L'Orchestre Symphonique de Montréal reçoit cette semaine deux vieilles connaissances: Rafael Frühbeck de Burgos, 77 ans, qui fut brièvement son titulaire en 1975-76, et le pianiste Anton Kuerti, 72 ans, son soliste en maintes occasions.

Les deux invités occupent presque la même période de temps. En première partie, Kuerti fait l'Empereur en 42 minutes. Après l'entracte, Frühbeck en prend 45 pour La Mer et la suite de 1919 de L'Oiseau de feu. Mais le héros de la soirée, c'est Kuerti.

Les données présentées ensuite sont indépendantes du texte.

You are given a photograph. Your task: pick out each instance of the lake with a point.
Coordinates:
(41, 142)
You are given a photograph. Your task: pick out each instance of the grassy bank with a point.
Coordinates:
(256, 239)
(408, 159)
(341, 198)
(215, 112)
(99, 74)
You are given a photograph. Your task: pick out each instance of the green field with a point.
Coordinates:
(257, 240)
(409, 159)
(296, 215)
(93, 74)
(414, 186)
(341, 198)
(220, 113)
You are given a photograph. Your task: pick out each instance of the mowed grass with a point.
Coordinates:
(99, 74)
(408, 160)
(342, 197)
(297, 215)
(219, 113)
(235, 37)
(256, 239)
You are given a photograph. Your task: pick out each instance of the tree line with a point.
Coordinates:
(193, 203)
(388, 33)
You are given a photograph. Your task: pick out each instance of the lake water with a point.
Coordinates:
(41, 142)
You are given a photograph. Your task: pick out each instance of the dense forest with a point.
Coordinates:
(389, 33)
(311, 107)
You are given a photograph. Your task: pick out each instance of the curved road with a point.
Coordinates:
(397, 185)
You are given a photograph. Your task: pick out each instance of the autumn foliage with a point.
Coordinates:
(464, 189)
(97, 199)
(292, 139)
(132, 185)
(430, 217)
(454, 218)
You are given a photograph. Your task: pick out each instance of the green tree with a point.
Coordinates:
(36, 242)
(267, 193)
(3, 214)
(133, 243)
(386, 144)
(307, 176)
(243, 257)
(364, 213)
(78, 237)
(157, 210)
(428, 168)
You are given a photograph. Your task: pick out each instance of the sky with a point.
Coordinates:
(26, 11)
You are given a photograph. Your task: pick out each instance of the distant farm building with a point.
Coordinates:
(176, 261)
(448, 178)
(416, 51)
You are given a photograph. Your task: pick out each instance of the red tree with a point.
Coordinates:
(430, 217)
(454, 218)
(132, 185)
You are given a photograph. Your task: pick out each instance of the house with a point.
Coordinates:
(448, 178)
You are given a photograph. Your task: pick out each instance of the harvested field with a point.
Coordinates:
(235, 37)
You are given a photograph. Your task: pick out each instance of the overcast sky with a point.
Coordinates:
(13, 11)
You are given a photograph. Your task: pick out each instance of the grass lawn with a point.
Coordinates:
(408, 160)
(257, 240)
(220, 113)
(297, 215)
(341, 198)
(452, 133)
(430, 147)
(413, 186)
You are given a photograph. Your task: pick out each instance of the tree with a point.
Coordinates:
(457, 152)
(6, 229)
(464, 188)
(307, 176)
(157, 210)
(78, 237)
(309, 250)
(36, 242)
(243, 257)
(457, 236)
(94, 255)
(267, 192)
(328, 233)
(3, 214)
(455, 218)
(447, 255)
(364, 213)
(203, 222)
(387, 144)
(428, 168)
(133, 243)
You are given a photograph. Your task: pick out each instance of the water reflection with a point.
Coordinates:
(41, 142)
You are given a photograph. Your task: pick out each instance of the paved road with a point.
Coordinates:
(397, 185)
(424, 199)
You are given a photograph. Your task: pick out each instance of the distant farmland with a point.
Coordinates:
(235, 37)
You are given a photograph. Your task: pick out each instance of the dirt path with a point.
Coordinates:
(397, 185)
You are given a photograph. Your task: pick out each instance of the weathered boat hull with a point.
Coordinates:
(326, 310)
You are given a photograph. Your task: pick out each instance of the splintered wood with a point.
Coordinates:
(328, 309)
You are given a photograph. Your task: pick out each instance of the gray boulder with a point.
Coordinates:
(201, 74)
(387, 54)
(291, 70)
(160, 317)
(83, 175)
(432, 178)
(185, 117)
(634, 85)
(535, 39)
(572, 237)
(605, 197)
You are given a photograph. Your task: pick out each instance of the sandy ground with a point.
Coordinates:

Que l'homme soit d'un commerce difficile, que certains mettent en doute son autorité en ce qui concerne Beethoven, qu'on vienne même (comme hier soir) me souffler à l'oreille qu'«il devrait prendre sa retraite»: autant de points qui ne modifient pas d'un iota mon opinion du musicien.

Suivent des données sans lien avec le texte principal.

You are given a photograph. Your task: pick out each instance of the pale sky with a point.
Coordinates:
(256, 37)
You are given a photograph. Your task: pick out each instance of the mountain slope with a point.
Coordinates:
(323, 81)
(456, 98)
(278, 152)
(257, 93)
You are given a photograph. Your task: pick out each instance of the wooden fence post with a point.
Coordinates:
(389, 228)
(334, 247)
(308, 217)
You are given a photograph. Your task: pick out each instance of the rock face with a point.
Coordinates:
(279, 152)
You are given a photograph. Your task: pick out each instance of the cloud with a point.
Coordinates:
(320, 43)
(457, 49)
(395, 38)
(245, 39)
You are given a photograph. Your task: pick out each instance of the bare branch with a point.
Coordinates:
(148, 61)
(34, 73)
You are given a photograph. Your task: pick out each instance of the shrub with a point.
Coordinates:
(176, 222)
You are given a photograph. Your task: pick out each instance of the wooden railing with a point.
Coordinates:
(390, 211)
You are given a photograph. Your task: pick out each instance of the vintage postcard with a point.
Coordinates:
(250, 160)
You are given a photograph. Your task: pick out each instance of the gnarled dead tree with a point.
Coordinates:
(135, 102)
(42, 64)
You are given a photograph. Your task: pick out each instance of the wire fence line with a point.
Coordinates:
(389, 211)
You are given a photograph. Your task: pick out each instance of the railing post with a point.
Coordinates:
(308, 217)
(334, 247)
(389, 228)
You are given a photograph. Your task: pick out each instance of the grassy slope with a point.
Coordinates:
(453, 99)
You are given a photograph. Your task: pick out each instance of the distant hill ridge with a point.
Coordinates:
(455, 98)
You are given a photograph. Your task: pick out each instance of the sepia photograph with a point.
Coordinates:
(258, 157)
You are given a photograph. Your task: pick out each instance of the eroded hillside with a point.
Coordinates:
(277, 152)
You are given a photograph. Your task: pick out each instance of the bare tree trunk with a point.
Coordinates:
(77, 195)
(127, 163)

J'ai entendu Kuerti jouer Beethoven je ne sais plus combien de fois: les concertos et les sonates, en concert et au disque. J'ai rarement été déçu. Cette fois, il reprend l'Empereur, ce cinquième et dernier concerto qui fait partie de ces oeuvres qu'on croit ne plus pouvoir entendre, tellement elles reviennent sans cesse dans les programmes.

Contre toute attente, ce fut une expérience continuellement stimulante, comme le troisième Concerto dimanche dernier avec Bavouzet. Kuerti s'est tellement identifié à la musique de Beethoven, pendant toutes ces années, qu'il en est venu à ressembler au compositeur! Crinière en bataille mise à part, le pianiste torontois signe un Empereur d'une pensée toujours intense et d'une étonnante fraîcheur pianistique. Ainsi, au mouvement lent, il donne un sens aux petits dessins répétés sans fin aux deux mains, tels des motifs d'architecture. Devant un résultat aussi génial, quelques fausses notes n'ont aucune espèce d'importance.

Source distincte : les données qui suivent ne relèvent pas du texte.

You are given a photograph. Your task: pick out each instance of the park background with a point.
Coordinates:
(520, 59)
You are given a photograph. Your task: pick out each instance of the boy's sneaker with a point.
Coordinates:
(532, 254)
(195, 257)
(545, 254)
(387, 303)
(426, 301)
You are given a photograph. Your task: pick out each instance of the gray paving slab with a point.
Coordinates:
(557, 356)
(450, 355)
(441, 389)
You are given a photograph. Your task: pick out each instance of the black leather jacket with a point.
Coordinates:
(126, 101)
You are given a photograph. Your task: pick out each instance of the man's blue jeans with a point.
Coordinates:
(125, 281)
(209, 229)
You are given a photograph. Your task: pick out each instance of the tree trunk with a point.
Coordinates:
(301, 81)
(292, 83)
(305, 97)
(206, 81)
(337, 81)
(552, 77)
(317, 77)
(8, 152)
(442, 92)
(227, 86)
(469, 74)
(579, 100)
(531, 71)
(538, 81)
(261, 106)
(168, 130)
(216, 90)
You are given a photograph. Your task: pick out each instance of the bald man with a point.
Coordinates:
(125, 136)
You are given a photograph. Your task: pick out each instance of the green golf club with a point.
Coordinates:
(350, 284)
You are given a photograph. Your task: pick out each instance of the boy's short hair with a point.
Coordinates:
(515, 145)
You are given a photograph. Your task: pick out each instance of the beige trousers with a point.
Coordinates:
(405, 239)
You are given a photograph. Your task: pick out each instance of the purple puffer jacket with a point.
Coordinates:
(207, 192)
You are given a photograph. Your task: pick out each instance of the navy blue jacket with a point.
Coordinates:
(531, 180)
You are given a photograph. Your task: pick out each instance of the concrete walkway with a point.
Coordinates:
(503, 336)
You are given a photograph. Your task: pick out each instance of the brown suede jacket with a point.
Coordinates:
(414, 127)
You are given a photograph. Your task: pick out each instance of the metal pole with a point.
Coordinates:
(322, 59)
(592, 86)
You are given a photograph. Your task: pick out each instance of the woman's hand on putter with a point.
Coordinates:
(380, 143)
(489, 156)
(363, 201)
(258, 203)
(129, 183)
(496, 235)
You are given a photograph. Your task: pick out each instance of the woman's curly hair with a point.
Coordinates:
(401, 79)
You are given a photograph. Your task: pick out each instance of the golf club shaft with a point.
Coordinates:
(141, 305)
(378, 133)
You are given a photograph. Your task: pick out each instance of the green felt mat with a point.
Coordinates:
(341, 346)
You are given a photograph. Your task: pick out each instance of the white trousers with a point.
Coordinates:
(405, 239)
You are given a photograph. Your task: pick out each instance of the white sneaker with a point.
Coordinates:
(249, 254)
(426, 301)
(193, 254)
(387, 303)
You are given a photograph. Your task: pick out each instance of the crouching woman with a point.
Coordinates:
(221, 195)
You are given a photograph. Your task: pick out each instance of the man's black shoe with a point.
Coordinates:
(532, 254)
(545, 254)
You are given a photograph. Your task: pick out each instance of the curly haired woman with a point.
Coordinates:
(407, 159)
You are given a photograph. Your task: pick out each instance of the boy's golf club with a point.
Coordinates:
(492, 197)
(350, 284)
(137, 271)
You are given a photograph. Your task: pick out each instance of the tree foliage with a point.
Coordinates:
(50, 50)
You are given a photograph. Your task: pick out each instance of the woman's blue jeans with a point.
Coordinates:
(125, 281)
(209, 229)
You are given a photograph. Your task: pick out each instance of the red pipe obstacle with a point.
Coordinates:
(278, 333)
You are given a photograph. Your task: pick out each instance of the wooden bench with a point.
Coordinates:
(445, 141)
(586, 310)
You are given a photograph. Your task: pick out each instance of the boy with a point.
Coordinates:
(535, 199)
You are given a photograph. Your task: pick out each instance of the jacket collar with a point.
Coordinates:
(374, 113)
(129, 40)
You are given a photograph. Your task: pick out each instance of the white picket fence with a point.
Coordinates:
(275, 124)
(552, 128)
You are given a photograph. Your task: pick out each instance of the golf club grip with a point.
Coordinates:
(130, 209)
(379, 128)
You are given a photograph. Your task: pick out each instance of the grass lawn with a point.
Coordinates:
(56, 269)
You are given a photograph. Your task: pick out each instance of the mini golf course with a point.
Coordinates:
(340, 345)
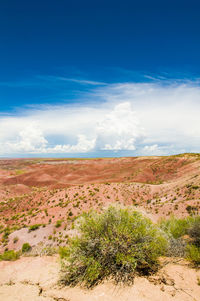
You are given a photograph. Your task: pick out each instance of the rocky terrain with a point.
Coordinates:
(41, 198)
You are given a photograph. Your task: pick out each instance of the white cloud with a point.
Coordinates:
(139, 118)
(119, 129)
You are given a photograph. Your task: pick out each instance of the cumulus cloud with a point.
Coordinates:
(119, 130)
(137, 118)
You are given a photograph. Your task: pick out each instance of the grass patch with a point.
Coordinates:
(117, 244)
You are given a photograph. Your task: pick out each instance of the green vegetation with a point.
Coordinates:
(117, 243)
(193, 254)
(58, 224)
(34, 227)
(26, 247)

L'oeil et la baguette de Frühbeck l'ont suivi à la seconde, et presque au-dessus du clavier à certains moments!

Avec les Debussy et Stravinsky d'après-entracte, Frühbeck se retrouve lui aussi en terrain familier et dirige de mémoire. De même, l'OSM connaît bien ces oeuvres et les rend avec son habituelle virtuosité. Et pourtant, La Mer est une totale déception. Il n'y a là aucune respiration, aucune magie; plutôt, un tapage épouvantable qui rappelle Respighi. L'Oiseau de feu est davantage une musique à effet. Frühbeck s'y montre plus à l'aise et, comme toujours, la Danse infernale fait sursauter la salle.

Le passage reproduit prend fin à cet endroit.